My collaborators and I also used a physical approach, relying on a piece of equipment with two surfaces that are able to mimic and measure the forces of friction that occur in a drinker’s mouth between the tongue and the palate as wine and saliva interact. The friction forces increase between drier surfaces and decrease between more lubricated surfaces.
Then, we trained human panelists to evaluate the intensity of dryness in the same wines and in a wine containing no tannins.
People perceived the wine containing the higher concentration of larger tannins as drier for a longer time than the wine without tannins. That made sense based on what we already knew about these compounds and how people sense them.
We were surprised, though, by our physical measurements in the lab, because they provided the opposite result as our human tasters’ perception. In the presence of too large or too many tannins in the wine, we recorded lower friction forces than in wines low in tannins. Based on the mechanical surfaces test, it seemed like there would be less dry mouthfeel than we’d expect in high-tannin wines.
My colleagues and I are planning to investigate this unexpected result in future research to improve our understanding of the dryness perception.

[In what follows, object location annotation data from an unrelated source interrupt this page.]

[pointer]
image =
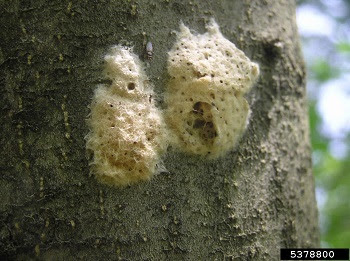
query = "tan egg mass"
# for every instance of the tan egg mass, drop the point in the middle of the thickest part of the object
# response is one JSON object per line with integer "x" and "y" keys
{"x": 126, "y": 129}
{"x": 206, "y": 109}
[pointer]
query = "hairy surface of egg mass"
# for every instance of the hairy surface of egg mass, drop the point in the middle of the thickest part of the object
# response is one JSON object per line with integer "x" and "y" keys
{"x": 126, "y": 129}
{"x": 206, "y": 108}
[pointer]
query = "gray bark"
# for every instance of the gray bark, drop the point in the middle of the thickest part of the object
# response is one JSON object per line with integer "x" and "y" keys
{"x": 244, "y": 206}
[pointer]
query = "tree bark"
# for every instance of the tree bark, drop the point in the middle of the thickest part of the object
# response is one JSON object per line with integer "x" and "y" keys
{"x": 243, "y": 206}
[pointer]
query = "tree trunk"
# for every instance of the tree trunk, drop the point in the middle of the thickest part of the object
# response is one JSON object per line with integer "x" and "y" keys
{"x": 243, "y": 206}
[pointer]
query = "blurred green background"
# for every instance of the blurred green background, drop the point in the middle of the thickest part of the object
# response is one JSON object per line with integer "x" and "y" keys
{"x": 324, "y": 26}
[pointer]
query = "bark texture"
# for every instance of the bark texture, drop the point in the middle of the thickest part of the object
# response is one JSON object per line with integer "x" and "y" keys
{"x": 244, "y": 206}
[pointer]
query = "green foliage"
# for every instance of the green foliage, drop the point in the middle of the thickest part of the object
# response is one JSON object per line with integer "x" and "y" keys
{"x": 322, "y": 71}
{"x": 343, "y": 47}
{"x": 332, "y": 173}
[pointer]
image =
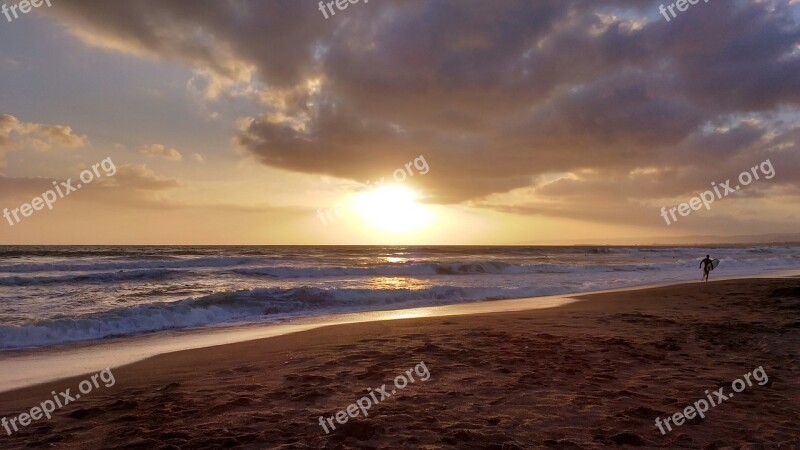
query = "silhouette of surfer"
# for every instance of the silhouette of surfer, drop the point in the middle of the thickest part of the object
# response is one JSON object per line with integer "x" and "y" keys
{"x": 707, "y": 264}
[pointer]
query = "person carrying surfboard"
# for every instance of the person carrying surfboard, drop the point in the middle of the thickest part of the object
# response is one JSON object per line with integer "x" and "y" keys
{"x": 707, "y": 264}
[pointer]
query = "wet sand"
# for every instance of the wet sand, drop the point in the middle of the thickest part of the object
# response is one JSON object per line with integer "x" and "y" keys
{"x": 589, "y": 374}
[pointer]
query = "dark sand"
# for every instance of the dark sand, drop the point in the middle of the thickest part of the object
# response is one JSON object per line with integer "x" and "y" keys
{"x": 588, "y": 375}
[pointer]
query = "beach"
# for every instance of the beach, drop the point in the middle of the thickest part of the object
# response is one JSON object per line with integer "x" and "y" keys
{"x": 589, "y": 374}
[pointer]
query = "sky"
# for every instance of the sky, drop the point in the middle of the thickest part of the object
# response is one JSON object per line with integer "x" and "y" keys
{"x": 398, "y": 122}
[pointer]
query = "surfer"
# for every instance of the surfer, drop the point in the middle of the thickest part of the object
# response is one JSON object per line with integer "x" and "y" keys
{"x": 707, "y": 265}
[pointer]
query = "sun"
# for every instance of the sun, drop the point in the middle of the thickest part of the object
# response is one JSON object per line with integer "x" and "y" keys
{"x": 392, "y": 209}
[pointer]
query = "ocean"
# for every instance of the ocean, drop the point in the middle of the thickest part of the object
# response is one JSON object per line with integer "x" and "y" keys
{"x": 54, "y": 295}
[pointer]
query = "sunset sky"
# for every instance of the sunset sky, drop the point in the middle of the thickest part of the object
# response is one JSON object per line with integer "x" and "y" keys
{"x": 539, "y": 122}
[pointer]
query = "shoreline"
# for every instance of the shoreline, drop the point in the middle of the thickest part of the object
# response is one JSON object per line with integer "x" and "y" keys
{"x": 35, "y": 366}
{"x": 588, "y": 374}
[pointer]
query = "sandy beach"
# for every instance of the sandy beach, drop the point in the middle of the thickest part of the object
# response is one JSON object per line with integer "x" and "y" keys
{"x": 590, "y": 374}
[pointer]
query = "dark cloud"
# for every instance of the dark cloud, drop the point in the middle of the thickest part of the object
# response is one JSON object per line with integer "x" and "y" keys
{"x": 494, "y": 94}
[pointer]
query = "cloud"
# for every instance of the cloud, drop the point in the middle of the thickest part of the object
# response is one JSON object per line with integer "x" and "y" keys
{"x": 161, "y": 151}
{"x": 496, "y": 95}
{"x": 15, "y": 134}
{"x": 140, "y": 177}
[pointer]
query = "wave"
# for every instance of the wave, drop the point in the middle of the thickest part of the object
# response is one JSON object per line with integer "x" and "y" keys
{"x": 211, "y": 262}
{"x": 238, "y": 307}
{"x": 428, "y": 269}
{"x": 158, "y": 274}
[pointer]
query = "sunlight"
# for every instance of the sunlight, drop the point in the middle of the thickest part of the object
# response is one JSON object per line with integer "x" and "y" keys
{"x": 392, "y": 209}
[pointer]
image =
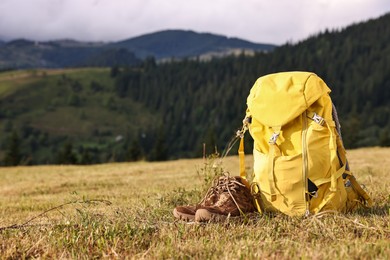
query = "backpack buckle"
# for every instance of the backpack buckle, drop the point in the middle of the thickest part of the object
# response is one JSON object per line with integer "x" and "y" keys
{"x": 318, "y": 119}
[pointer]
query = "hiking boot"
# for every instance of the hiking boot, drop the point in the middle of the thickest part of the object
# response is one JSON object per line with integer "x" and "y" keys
{"x": 229, "y": 196}
{"x": 186, "y": 213}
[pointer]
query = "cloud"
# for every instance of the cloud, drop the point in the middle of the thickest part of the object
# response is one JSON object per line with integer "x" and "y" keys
{"x": 110, "y": 20}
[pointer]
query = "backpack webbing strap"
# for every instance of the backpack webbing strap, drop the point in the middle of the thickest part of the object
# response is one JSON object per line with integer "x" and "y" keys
{"x": 241, "y": 157}
{"x": 273, "y": 151}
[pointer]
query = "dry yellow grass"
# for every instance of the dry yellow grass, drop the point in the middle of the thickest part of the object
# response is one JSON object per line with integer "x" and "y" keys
{"x": 138, "y": 222}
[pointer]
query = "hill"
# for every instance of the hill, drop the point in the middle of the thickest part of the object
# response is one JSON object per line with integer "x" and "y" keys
{"x": 159, "y": 111}
{"x": 176, "y": 44}
{"x": 180, "y": 44}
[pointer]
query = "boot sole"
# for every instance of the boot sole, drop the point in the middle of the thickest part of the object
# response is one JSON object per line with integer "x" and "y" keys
{"x": 183, "y": 216}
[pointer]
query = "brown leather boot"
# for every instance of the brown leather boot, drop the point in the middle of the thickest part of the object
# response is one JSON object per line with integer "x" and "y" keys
{"x": 229, "y": 196}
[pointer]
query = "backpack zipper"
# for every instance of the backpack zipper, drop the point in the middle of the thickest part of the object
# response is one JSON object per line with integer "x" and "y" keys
{"x": 305, "y": 163}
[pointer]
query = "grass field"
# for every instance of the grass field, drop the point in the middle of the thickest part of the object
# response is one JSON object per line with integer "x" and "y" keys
{"x": 124, "y": 210}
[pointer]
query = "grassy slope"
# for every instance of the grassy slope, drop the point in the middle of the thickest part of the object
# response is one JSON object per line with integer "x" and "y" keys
{"x": 139, "y": 223}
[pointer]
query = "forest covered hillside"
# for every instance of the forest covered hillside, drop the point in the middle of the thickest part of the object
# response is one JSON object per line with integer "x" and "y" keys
{"x": 164, "y": 111}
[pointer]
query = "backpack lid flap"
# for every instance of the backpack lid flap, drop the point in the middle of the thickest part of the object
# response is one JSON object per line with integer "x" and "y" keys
{"x": 276, "y": 99}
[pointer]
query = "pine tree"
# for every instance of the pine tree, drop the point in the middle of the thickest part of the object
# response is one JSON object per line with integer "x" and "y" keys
{"x": 12, "y": 155}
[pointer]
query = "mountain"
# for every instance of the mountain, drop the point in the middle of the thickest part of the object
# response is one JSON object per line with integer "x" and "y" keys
{"x": 180, "y": 44}
{"x": 167, "y": 110}
{"x": 22, "y": 54}
{"x": 177, "y": 44}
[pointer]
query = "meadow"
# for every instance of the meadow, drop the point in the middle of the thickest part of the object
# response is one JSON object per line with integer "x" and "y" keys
{"x": 124, "y": 211}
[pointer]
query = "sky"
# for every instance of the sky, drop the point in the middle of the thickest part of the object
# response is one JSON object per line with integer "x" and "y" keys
{"x": 260, "y": 21}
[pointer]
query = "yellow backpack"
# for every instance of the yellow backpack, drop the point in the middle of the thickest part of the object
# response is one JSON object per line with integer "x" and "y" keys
{"x": 300, "y": 164}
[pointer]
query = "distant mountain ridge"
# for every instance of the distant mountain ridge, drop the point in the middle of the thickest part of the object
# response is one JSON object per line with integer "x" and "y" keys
{"x": 179, "y": 43}
{"x": 176, "y": 44}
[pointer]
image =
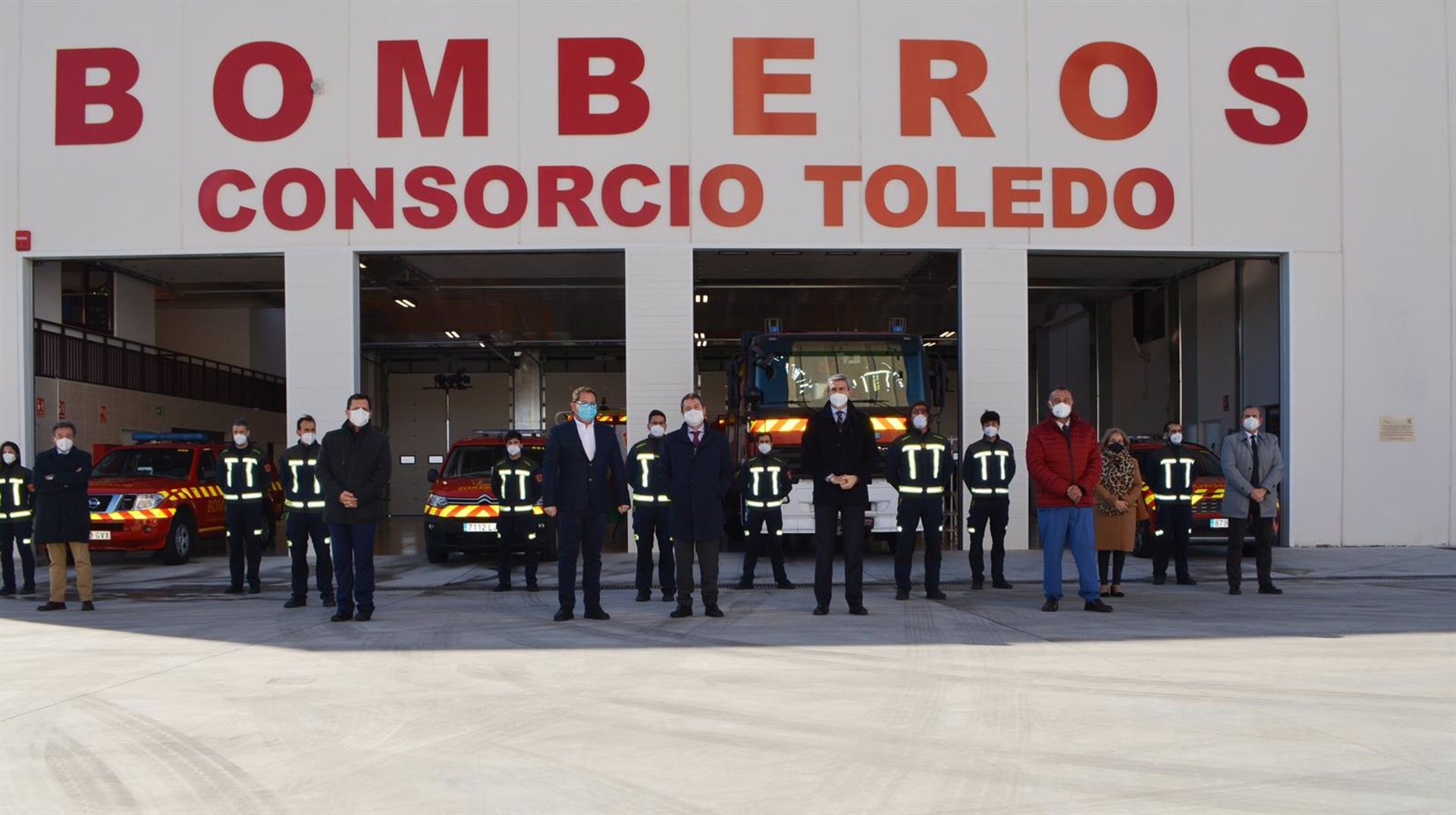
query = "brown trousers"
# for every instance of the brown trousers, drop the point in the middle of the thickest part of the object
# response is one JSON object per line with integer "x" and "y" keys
{"x": 83, "y": 579}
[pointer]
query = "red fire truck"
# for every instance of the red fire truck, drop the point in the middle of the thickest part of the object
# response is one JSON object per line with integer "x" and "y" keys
{"x": 162, "y": 495}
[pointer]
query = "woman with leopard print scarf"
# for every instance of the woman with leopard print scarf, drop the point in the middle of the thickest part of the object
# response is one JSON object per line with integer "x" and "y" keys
{"x": 1119, "y": 508}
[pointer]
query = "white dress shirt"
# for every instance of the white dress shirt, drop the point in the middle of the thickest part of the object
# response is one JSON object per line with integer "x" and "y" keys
{"x": 587, "y": 433}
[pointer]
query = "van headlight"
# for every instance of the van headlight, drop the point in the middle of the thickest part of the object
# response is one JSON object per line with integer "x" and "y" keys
{"x": 147, "y": 501}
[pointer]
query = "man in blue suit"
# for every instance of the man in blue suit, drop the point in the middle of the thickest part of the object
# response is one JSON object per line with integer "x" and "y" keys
{"x": 580, "y": 457}
{"x": 699, "y": 475}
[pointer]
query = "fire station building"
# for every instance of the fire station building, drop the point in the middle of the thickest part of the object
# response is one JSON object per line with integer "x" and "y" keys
{"x": 1172, "y": 208}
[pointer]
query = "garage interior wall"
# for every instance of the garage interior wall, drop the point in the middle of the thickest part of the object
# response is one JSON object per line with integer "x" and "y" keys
{"x": 417, "y": 427}
{"x": 137, "y": 411}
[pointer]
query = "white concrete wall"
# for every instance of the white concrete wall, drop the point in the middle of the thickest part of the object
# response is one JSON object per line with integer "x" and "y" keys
{"x": 993, "y": 362}
{"x": 324, "y": 340}
{"x": 1367, "y": 180}
{"x": 136, "y": 310}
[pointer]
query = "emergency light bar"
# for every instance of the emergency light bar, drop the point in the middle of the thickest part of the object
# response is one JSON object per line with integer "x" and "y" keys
{"x": 193, "y": 437}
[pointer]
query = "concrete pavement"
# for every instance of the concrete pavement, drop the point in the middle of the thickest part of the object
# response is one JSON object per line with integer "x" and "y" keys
{"x": 1334, "y": 697}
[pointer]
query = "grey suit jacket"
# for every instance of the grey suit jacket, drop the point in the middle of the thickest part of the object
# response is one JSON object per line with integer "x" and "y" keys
{"x": 1241, "y": 479}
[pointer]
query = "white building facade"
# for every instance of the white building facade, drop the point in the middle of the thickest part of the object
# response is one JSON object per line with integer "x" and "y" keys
{"x": 1320, "y": 133}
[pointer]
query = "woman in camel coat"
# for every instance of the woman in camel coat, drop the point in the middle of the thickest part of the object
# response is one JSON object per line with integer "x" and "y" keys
{"x": 1119, "y": 508}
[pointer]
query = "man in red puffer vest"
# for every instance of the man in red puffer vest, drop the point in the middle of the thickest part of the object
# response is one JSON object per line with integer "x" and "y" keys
{"x": 1065, "y": 463}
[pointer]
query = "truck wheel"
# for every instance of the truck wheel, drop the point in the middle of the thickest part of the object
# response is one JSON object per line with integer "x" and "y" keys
{"x": 180, "y": 541}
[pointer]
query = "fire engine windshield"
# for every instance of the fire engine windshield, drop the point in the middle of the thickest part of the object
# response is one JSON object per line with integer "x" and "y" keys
{"x": 883, "y": 371}
{"x": 476, "y": 462}
{"x": 145, "y": 463}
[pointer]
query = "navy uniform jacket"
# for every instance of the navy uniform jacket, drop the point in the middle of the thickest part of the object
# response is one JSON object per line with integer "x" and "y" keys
{"x": 573, "y": 484}
{"x": 919, "y": 465}
{"x": 701, "y": 478}
{"x": 61, "y": 514}
{"x": 516, "y": 484}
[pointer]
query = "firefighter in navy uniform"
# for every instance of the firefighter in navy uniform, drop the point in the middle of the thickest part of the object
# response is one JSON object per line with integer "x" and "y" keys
{"x": 1169, "y": 475}
{"x": 303, "y": 500}
{"x": 242, "y": 472}
{"x": 17, "y": 514}
{"x": 517, "y": 485}
{"x": 764, "y": 484}
{"x": 651, "y": 508}
{"x": 987, "y": 469}
{"x": 919, "y": 466}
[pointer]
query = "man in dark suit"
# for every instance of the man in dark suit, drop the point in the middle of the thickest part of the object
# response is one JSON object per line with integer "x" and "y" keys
{"x": 61, "y": 514}
{"x": 1253, "y": 468}
{"x": 699, "y": 475}
{"x": 580, "y": 457}
{"x": 840, "y": 457}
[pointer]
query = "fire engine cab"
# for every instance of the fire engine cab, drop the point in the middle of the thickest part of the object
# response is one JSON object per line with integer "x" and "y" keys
{"x": 460, "y": 511}
{"x": 778, "y": 380}
{"x": 162, "y": 495}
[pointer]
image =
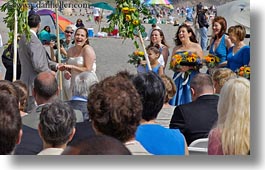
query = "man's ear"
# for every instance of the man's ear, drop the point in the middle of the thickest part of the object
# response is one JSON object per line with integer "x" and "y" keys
{"x": 19, "y": 136}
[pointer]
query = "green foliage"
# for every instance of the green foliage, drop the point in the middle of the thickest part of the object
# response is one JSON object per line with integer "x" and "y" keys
{"x": 22, "y": 17}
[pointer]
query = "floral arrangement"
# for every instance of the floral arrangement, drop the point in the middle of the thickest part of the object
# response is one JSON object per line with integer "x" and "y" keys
{"x": 211, "y": 60}
{"x": 244, "y": 71}
{"x": 136, "y": 57}
{"x": 185, "y": 58}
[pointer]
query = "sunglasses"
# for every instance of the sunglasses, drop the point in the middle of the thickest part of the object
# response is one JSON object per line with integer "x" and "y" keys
{"x": 69, "y": 32}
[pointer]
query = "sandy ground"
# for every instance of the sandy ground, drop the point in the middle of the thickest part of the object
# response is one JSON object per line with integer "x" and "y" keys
{"x": 112, "y": 53}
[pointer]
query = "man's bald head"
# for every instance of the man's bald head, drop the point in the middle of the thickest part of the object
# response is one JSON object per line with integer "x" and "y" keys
{"x": 45, "y": 85}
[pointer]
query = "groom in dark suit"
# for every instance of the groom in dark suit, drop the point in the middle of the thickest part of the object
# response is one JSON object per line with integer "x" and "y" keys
{"x": 33, "y": 57}
{"x": 196, "y": 118}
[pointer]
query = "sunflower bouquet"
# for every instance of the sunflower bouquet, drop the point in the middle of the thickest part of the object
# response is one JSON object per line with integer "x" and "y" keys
{"x": 211, "y": 60}
{"x": 136, "y": 57}
{"x": 244, "y": 71}
{"x": 184, "y": 59}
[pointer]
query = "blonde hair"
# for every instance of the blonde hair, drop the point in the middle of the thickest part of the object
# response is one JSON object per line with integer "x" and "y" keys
{"x": 234, "y": 116}
{"x": 170, "y": 87}
{"x": 220, "y": 76}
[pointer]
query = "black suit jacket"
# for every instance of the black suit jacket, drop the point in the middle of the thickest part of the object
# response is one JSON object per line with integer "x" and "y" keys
{"x": 196, "y": 119}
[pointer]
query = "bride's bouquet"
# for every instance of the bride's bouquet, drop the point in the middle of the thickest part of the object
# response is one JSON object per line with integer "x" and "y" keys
{"x": 136, "y": 57}
{"x": 184, "y": 59}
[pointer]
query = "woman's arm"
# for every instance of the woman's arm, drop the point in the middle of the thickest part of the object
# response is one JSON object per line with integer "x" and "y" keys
{"x": 165, "y": 54}
{"x": 228, "y": 42}
{"x": 89, "y": 56}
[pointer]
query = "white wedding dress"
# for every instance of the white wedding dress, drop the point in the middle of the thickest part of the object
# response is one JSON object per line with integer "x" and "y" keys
{"x": 68, "y": 84}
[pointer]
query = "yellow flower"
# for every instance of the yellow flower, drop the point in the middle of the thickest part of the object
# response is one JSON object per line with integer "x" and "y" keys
{"x": 128, "y": 17}
{"x": 132, "y": 9}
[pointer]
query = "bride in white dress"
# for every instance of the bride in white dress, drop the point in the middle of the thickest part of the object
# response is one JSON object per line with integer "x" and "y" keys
{"x": 81, "y": 57}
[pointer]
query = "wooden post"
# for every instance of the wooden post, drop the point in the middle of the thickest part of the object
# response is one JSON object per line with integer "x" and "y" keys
{"x": 58, "y": 49}
{"x": 15, "y": 48}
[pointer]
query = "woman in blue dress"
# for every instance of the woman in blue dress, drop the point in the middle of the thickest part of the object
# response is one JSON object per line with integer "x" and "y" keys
{"x": 185, "y": 41}
{"x": 239, "y": 54}
{"x": 220, "y": 43}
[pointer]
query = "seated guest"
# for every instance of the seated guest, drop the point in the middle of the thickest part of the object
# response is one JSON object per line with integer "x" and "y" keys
{"x": 10, "y": 123}
{"x": 115, "y": 110}
{"x": 195, "y": 119}
{"x": 231, "y": 136}
{"x": 23, "y": 96}
{"x": 155, "y": 138}
{"x": 56, "y": 127}
{"x": 220, "y": 76}
{"x": 80, "y": 92}
{"x": 45, "y": 91}
{"x": 97, "y": 145}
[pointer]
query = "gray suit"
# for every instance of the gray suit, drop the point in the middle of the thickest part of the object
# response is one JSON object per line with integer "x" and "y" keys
{"x": 33, "y": 60}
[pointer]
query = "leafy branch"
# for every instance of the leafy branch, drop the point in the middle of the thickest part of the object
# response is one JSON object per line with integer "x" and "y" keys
{"x": 21, "y": 6}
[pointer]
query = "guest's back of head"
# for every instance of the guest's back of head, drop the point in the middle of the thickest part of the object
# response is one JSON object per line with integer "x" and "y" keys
{"x": 115, "y": 107}
{"x": 220, "y": 76}
{"x": 82, "y": 83}
{"x": 97, "y": 145}
{"x": 152, "y": 91}
{"x": 170, "y": 87}
{"x": 10, "y": 123}
{"x": 234, "y": 116}
{"x": 201, "y": 84}
{"x": 57, "y": 123}
{"x": 9, "y": 88}
{"x": 45, "y": 85}
{"x": 23, "y": 94}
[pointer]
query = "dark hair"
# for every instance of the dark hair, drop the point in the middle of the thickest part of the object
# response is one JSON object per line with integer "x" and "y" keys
{"x": 97, "y": 145}
{"x": 201, "y": 81}
{"x": 33, "y": 20}
{"x": 163, "y": 41}
{"x": 45, "y": 85}
{"x": 239, "y": 31}
{"x": 10, "y": 123}
{"x": 115, "y": 107}
{"x": 57, "y": 121}
{"x": 170, "y": 87}
{"x": 22, "y": 93}
{"x": 83, "y": 28}
{"x": 46, "y": 28}
{"x": 190, "y": 30}
{"x": 152, "y": 91}
{"x": 223, "y": 23}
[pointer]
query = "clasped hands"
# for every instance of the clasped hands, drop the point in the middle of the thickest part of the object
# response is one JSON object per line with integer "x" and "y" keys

All its chemical and physical variables are part of what makes drinking wine a richly personal and ever-changing experience. Considering the impact of astringency on how individuals perceive a particular wine, a quick measure could be very helpful to winemakers as they do their work. So far, we haven’t been able to create a simple scale that will tell a winemaker that tannins at one certain level match up with a very particular dryness perception. But we enologists are still trying.